Hardcoding in SQL performs better
Can hardcoding in SQL really be the secret to better performance? How to find the right balance between performance and abstraction?
Context
Imagine a big dataset with website visits, and you want to study a specific geographic area. You cannot filter only by area, but you must also think about other unique factors for that location, like the website’s launch date. This is because the data might have visits from before the website was live in that specific area. Finally, you want to count the number of impressions in all areas after applying all rules that are unique to each area.
Solution #1
Suppose we have the following query. A less experienced developer might write it like this. The query simply selects and aggregates data from the table and filters it using a straightforward hardcoded implementation. It does exactly what is required.
select locale, count(1)
from gallery_impression
where (locale = 'US' and date >= '2022-02-25')
or (locale = 'ES' and date >= '2020-04-10')
or (locale = 'DE' and date >= '2022-05-13')
group by locale
The solution is simple but has some maintenance challenges. Whenever a new locale is added, all similar queries have to be modified. However, the query is highly efficient, as confirmed by the execution plan. The query spends most of its time scanning the table (82%).
Solution #2
A more experienced developer might notice the maintenance issue and introduce a configuration table to address it. This table could have just two columns, such as locale and launch date, to efficiently filter out unwanted rows dynamically.

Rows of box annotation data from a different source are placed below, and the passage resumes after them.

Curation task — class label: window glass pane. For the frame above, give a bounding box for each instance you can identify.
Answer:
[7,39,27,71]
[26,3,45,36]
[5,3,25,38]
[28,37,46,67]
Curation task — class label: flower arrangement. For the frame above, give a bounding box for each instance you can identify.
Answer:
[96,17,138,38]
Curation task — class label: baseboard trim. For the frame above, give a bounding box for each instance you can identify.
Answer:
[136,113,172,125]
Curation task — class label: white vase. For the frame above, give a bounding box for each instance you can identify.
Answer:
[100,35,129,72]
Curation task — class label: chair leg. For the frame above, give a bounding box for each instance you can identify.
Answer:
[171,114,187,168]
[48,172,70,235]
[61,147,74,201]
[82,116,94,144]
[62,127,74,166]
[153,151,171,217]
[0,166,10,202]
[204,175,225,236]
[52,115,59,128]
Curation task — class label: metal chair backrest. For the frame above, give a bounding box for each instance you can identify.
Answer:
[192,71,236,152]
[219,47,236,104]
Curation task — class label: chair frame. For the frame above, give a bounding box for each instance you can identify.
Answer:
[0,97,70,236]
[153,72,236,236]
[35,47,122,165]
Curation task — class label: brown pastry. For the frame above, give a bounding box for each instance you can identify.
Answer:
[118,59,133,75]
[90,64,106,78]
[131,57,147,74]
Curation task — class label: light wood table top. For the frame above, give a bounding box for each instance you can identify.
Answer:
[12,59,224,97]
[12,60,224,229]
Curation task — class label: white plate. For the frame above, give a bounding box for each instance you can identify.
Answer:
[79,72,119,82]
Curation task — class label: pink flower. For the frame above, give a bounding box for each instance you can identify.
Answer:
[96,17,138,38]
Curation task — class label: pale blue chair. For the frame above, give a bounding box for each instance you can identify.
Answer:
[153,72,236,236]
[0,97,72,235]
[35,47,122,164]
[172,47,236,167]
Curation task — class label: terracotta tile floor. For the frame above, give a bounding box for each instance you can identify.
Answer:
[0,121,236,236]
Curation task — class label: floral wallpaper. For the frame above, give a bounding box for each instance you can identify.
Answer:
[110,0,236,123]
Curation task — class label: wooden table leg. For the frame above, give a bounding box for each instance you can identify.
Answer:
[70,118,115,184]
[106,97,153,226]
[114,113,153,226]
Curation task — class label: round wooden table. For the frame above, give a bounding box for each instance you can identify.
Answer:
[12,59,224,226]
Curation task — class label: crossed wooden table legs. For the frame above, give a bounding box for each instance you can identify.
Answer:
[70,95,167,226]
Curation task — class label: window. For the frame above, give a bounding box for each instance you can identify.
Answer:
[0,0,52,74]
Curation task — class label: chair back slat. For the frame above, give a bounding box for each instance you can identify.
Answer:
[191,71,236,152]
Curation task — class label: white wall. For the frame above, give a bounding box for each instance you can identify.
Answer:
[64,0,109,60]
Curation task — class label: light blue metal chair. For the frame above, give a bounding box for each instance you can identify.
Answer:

select gi.locale, count(1)
from gallery_impressions gi
join configuration_geography cg
on cg.locale = gi.locale and gi.date >= cg.launch_date
group by gi.locale
The solution remains relatively simple and is now more maintainable. When a new locale is added, just add it to the configuration table, and all queries will consider the change. However, the change has introduced complexity to the execution plan. An additional join is now needed, which consumes a significant amount of time compared to the table scan. This is the cost of the abstraction.
Solution #3
What if we could combine the best of both solutions? What if we could have a configuration table and still use a hardcoded query with excellent performance? Fortunately, this is possible using DBT. With simplicity and ease, we can generate a query without any join operations while still utilizing the configuration table.

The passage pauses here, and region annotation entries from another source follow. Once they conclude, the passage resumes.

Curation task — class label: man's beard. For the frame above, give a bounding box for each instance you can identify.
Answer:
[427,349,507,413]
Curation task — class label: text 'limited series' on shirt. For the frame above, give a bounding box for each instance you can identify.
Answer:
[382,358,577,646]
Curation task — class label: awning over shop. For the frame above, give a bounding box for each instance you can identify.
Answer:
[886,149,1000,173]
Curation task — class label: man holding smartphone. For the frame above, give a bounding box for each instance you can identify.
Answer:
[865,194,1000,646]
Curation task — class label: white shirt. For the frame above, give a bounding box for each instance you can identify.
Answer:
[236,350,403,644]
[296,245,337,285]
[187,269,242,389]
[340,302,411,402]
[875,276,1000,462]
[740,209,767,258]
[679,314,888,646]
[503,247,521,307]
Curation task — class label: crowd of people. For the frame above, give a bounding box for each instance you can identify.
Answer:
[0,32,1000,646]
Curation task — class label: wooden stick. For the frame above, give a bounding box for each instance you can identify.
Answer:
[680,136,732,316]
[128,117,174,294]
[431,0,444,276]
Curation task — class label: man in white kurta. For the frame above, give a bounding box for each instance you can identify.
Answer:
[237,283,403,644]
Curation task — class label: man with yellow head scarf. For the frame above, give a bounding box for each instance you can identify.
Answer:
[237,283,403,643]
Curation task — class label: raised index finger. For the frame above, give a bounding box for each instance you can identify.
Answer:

{% call statement('get-locales', fetch_result=True) %}
select locale, launch_date
from {{ ref('configuration_geography') }}
order by country_code
{% endcall %}
select locale, count(1)
from gallery_impression
where 1 = 0
{% for row in load_result('get-locales').data %}
or (locale = '{{ row[0] }}' and date >= '{{ row[1] }}')
{% endfor %}
group by locale
Conclusion
There is always a balance between performance and abstraction. From one side we want to make our code performing excellent, but on the other side we love abstraction which offers more flexibility. Finding the right balance is not easy, but it’s important find it to create easy-to-maintain solutions.